A close encounter of the 4th kind ... he thinks he is a UFO.
FWIW, I read
Chariots, back in 1972. It was mostly a cobbling together of unconnected curiosities (e.g. the Nazca lines, which remain without explanation, as the people group was, as far as is currently known, not a literate society). His claim that Israel's Ark of the Covenant was a radio transceiver is patently absurd:
* The ark could not have been a capacitor, as the chest was covered inside and out with gold, and the mercy seat (the lid) was solid gold. A capacitor consists of two plates, with an insulator between, and the ark was just one "plate".
* Further, a radio needs a tuned resonant circuit, a capacitor and an inductor (a conductive wire wound around a ferrous core). Nothing about the ark's construction was a winding, nor was there anything resembling a ferrous core.
* Further, a radio needs vacuum tubes or semiconductors in multiple stages to amplify the transmitted and received signals.

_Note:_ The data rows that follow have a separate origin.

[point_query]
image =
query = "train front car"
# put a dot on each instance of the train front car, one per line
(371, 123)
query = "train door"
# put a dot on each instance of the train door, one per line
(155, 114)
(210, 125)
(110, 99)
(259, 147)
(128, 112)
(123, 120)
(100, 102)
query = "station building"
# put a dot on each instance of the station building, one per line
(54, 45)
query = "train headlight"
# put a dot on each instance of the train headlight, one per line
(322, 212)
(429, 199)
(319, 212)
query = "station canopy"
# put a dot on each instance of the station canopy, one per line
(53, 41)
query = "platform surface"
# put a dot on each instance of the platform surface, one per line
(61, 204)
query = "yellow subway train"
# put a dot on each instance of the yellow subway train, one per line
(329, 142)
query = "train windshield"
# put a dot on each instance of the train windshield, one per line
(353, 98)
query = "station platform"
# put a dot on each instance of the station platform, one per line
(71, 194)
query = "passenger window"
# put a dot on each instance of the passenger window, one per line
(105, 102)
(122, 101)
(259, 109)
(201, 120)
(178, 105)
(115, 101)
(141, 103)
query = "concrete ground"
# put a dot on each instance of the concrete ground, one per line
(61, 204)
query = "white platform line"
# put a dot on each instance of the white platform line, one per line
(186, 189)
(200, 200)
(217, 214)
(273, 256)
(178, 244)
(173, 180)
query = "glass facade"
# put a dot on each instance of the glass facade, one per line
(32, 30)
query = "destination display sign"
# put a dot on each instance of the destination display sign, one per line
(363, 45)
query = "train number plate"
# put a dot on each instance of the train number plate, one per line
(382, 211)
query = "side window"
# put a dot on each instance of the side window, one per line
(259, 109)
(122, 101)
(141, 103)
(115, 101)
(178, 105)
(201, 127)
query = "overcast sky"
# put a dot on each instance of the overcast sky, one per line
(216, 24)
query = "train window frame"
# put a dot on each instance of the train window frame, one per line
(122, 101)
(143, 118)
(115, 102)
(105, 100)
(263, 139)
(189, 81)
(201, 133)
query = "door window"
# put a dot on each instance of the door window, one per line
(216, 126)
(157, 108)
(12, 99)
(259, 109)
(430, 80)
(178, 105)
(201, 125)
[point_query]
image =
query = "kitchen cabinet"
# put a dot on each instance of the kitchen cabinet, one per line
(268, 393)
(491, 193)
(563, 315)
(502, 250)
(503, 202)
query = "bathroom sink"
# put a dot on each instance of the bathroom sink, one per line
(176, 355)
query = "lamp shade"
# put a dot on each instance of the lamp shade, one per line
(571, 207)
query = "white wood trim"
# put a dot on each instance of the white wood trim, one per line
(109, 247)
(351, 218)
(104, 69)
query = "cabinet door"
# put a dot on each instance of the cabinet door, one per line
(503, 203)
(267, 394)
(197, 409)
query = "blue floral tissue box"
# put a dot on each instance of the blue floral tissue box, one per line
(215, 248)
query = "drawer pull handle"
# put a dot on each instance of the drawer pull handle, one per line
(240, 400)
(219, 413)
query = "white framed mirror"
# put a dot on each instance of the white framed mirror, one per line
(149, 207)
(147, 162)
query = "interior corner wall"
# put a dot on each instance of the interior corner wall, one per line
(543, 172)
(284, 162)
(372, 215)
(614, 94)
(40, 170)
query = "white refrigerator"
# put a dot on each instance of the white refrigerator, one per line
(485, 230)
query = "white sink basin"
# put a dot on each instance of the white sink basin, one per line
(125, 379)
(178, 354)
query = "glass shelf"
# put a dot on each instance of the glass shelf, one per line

* Trying to summarize, to transmit just to Earth orbit requires large amounts of power; the necessary power source was lacking, and the necessary very large antenna was similarly missing (sorry guys, the cherubim could not be an antenna, as they were shorted together by the second best known conductor, the gold of the mercy seat).
Even as a first trimester student at DeVry I knew enough about electronics to recognize the absurdity of von Daniken's claim. He also added an, "I seem to remember ...," claim that anyone who had actually read the Pentateuch knew was a silly fabrication.
So, yeah, his ideas don't get respect for me. Sadly, his real close encounter of the eternal kind may have been less than pleasant.